小林準治がバルトークの曲を

東京新聞の投稿欄のテーマ特集「この一曲」で推薦している。一投稿者として記事が載ったものだ。
管弦楽のための協奏曲」のために、バルトークが行った民俗学的音楽採集の苦労について、語り、仕事で行き詰まった時や悩んでいる時にほっとすると語っている。
我が身に引き寄せ、思わずほろりとした。私の苦労を誰が知ろうか。しかもバルトークのように真っ当な仕事でもない。ああ、そういう人はこの世にたくさんいるだろう。
アニメを観る人なら、この人の名前を誰でも知っているのも、手塚治虫故だったりする。普通のアニメの一監督であるより、よほど名前が知られている。ほかの隼治作品がぱっとは思いつかないのも事実である。そもそも手塚関連作品に関わることの多い人だ。そういうことを思い合わせても、なにがなし胸に迫るものがある。アニメーションというのは、しかしそういう人たちが支えている芸術なのだ。

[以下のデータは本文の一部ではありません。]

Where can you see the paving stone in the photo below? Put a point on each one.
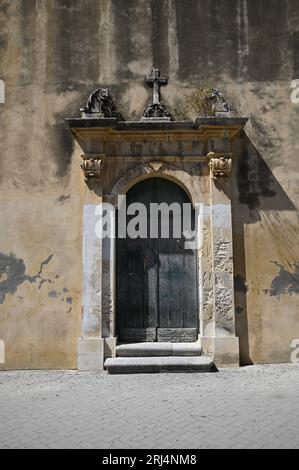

今回、怪奇幻想漫画家事典を作ったが、主に想田四氏が書いてくれた原稿の中には、手塚のアシスタントとなって自作の筆を折った漫画家ほか、手塚に関わった人物の名が多く出てくる。これもまた、一つの感慨を催させる。一人の天才を持つために、どれほどの人間を必要としたのだろうか。

今はきわめて高いストレス状態にあり、子供たちにもうんざりされている。私もバルトークでも聴いてみようか。うちにあるのはオペラだけだけど。